On le constate, une fois sollicitée pour des raisons que nous dirons
décoratives (plutôt qu’économiques, afin de
revenir à un registre exclusivement esthétique), la couleur
endosse aussitôt des fonctions aussi nombreuses que variées :
signalétique, narrative, psychologique, symbolique, spatiale…

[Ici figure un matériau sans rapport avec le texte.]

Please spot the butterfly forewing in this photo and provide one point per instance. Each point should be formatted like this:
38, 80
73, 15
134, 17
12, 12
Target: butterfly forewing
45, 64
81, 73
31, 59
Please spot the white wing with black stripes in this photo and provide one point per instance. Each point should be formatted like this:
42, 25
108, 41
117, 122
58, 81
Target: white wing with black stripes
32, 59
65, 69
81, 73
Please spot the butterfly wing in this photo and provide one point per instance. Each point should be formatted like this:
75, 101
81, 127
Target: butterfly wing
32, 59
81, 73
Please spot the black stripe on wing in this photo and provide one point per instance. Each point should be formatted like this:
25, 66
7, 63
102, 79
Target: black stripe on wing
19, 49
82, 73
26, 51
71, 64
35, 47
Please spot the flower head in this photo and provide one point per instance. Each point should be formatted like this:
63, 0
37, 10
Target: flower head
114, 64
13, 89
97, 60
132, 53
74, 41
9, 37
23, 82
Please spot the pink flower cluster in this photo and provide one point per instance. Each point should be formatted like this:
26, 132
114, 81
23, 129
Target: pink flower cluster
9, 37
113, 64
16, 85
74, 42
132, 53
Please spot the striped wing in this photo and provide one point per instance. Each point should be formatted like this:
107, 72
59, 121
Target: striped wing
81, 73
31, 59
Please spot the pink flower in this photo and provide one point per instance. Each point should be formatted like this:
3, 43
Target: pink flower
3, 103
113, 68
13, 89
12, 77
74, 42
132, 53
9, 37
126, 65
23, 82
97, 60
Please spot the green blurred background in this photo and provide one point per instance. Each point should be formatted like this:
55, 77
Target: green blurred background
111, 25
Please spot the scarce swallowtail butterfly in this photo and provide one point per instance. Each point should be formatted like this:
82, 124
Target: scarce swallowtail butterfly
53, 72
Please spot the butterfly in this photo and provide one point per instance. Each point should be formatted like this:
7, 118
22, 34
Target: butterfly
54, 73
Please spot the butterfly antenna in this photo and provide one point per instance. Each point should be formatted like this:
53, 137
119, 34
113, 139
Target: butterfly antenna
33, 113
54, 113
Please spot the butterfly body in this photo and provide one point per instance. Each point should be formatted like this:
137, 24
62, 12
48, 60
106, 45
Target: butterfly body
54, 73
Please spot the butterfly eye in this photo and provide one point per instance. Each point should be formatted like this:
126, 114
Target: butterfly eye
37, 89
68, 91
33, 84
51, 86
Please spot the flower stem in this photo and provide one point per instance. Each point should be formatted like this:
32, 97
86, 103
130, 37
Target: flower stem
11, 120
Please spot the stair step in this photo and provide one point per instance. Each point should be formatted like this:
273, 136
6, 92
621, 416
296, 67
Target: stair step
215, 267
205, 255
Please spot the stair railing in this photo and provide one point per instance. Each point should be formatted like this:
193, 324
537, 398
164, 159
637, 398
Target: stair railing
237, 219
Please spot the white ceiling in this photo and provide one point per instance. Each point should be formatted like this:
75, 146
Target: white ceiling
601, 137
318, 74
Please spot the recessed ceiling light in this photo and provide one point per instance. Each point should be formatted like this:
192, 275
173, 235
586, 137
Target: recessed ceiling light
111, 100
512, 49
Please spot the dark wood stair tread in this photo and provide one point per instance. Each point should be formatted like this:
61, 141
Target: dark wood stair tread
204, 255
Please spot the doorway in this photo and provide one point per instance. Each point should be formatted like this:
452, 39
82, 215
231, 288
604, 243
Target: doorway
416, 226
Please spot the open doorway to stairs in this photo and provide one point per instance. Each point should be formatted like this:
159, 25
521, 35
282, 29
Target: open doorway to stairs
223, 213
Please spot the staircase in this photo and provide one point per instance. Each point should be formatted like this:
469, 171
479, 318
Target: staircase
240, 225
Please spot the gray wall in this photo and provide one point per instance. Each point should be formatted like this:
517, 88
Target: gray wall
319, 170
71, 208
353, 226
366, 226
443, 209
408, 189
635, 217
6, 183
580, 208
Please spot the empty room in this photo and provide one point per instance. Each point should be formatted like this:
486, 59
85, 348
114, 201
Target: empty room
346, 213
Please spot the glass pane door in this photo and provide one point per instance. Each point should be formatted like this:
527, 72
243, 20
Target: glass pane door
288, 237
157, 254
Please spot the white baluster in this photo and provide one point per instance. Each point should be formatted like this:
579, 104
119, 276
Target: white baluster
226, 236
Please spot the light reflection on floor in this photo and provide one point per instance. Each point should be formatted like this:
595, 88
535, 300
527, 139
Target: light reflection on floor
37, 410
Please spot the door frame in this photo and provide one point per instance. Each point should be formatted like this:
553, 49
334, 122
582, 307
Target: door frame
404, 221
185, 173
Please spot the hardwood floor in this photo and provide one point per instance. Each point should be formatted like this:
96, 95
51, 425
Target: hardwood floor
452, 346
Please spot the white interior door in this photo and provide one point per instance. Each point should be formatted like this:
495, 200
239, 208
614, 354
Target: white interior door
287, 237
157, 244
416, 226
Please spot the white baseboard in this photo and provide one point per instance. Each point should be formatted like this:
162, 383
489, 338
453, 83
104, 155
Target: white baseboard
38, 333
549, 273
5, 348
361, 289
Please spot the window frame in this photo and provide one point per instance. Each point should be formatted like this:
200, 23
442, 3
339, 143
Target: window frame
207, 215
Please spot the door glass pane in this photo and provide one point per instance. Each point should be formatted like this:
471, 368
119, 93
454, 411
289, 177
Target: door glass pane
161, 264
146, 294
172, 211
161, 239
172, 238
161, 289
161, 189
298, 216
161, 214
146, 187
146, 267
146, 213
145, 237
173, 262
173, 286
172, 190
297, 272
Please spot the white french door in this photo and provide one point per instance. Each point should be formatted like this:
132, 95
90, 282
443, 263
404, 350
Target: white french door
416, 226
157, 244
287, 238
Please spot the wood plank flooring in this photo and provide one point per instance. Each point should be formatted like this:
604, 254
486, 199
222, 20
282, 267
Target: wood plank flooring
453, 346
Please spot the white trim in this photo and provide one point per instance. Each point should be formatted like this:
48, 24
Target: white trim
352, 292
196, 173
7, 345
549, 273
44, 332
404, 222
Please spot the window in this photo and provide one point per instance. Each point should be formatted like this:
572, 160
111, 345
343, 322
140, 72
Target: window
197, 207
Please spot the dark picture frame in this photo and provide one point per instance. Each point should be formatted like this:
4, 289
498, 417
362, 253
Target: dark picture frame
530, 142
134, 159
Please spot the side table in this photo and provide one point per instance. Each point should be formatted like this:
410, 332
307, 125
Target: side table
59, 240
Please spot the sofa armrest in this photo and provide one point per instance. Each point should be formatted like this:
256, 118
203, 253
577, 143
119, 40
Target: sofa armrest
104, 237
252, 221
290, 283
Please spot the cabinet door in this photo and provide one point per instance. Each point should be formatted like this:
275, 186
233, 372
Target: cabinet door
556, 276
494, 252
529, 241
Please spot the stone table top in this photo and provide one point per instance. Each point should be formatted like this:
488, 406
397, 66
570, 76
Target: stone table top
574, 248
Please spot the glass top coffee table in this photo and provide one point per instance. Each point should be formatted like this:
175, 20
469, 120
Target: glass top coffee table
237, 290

Polysémique, elle envahit le dessin. Au point que le trait, censé
en être l’essence, devient « cerne »,
que les aplats noirs se fondent en une couleur parmi les autres quand
ils ne disparaissent pas purement et simplement au profit de bleus nuit,
de bruns ou de pourpres. Expression de la lumière dont se détachent
le trait et les zones d’ombre dans le dessin noir et blanc, le blanc
lui-même n’a plus droit de cité : il doit être
recouvert pour faire oublier la surface du papier, support qui ne doit
plus se manifester que dans les bulles. Ces dernières peuvent,
dans ce contexte, poser de nouveaux problèmes : tout comme
les artistes de la Renaissance eurent une peine grandissante à
représenter les auréoles dans une peinture se faisant plus
réaliste, certains dessinateurs ont ressenti une gêne à
l’égard des bulles, ces exceptions aux conventions illusionnistes
qui gouvernent leur dessin. Certains, de Foster à Loustal, les
ont fait disparaître. D’autres, de Jacobs à Sienkiewicz,
ont colorié leurs phylactères. D’autres enfin leur
ont occasionnellement fait profiter du potentiel symbolique de la couleur,
des bulles vertes métaphoriques d’Astérix et la
Zizanie aux bulles bleues caractéristiques de Dr Manhattan
dans Watchmen. Demeurent blancs les espaces inter-iconiques et
l’hypercadre (les marges de la page). Afin de reconquérir
le blanc comme couleur à part entière dans la palette du
coloriste et non plus comme teinte naturelle du support, certains dessinateurs
ont parfois opté pour des marges noires ou colorées : dans
ce cas, explique Thierry Groensteen, « le blanc redevient
un coloris comme les autres, susceptible de se combiner à eux dans
le sein des vignettes. »
Gens de couleur
On l’a vu, la couleur, lorsqu’elle est employée, se
trouve investie d’un rôle considérable. Il est d’autant
plus paradoxal que cette charge soit traditionnellement déléguée
à un autre corps de métier. Longtemps, les coloristes ont
été tenus dans le plus strict anonymat, faisant de ces « gens
de couleur » de véritables « nègres »
de la littérature en images. C’est dans la bande dessinée
franco-belge des années soixante-dix qu’ils ont commencé
à être remarqués et surtout crédités :
Evelyne Tran-Lê (1971, L’Empire des mille planètes),
Studio Léonardo (1973, L’Orgue du diable) ou Anne
Delobel (1976, Adèle et la bête). Cette légitimation
se généralisa à partir du début des années
quatre-vingt. Jusqu’alors rémunérés selon un
système forfaitaire par planche, certains hissèrent les
couleurs de la contribution artistique et commencèrent même
à toucher des droits d’auteurs (soit environ 1% par exemplaire
vendu), le plus souvent à la demande des dessinateurs eux-mêmes
(Forest pour Danie Dubos, Hermann pour Fraymond, Cabanes pour Marianne
Rousseau…), lesquels furent priés par leurs éditeurs
de prélever cette aumône sur leurs propres royautés !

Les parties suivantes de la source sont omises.